Analyzing Buffett Chairman Letters using Topic Models
I have had a fascination with Warren Buffett since I landed in the US and learned about him form a mentor of mine. Although I had heard of his famous chairman letters and how accessible they were, I was more interested in his bio and other content about him.
I finally broke down this year and started reading his letters which are publicly available on Berkshire Hathaway site. This holiday season, I went and tried to visualize the themes of his writing using Topic Models. What follows is a write up of the work I did.
Downloading data
I used wget and a simple python script to download the PDFs (since 1998) and extract the text using Ghostscript. For the plain HTML ones (pre1998) I used html2text and then extracted text. Since the writing were plain text and no fancy images etc. it was easy to get the data. Once extracted I had original letters in text file format from 1977-2014, a total of 38 files.
Learning about Topic Models
A separate technical note will follow this where I will document my learnings of this topic.
Topic Model tooling
I was back to using R, python to see what LDA/Topic Model library did the job I was looking for. I explored lda & topicmodel & tm libraries in R and LDA & gensim libraries in Python. In the end I ended up using Mallet from UMass which was simple and performant for the documents had. Both Python and R libraries took over 2 minutes to process the 38 docs for 500 iterations, while Mallet did the job in 10s of secs. A screenshot of using the tool on my Linuxtop.
Exploring dataset
Before I started looking at the topics and running LDA or one of its variants, I wanted to see how the word distribution looked like, so I used R to get the wordcloud which helped me to refine my stopword selection to be used in Mallet.
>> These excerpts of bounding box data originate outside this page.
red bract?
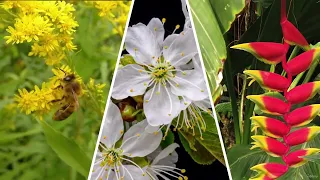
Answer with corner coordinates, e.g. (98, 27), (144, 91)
(285, 81), (320, 104)
(283, 126), (320, 146)
(243, 70), (290, 91)
(287, 48), (320, 76)
(247, 95), (290, 115)
(251, 135), (289, 157)
(250, 163), (288, 179)
(284, 104), (320, 127)
(251, 116), (290, 138)
(281, 20), (310, 51)
(282, 148), (320, 167)
(231, 42), (287, 64)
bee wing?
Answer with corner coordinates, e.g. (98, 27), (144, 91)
(72, 89), (79, 109)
For completion, here the are the top 10 words in bar plot-
Topic based analysis of Buffet letters
Mallet is very easy to use and once you have the text documents primed, its a breeze. Since most of the cursory read of the letters suggested that there were similar themes that Buffett was writing, I wanted to understand if number of topics had any impact to how the themes evolved over the past 30+ years in Buffett’s writing. I tried 2,5,10,20,25,50 topics and ended up pruning 5,10,20 topics to see the evolution and did most of the analysis with 5 topics model. I show the HTML output produced by Mallet for 5 topics model with top 10 words
Then I proceeded to plot the topics over time for the 5,10,20 topics models. 20 topics model with top 3 topics per letter over time -
10 topics model with top 3 topics per letter-
5 topics model with top 3 topics per letter-
Moneyshot
My favourite tool from the viz toolchest has been multi-dimensional scaling (MDS) for higher dimensional data for the last decade and so I took the 5 topics model and tried to visualize the the letters over time using how each letter contributes to the topic (probablities). This produced the most cool graph clustering the 70s,80s,90s,2000s loosely.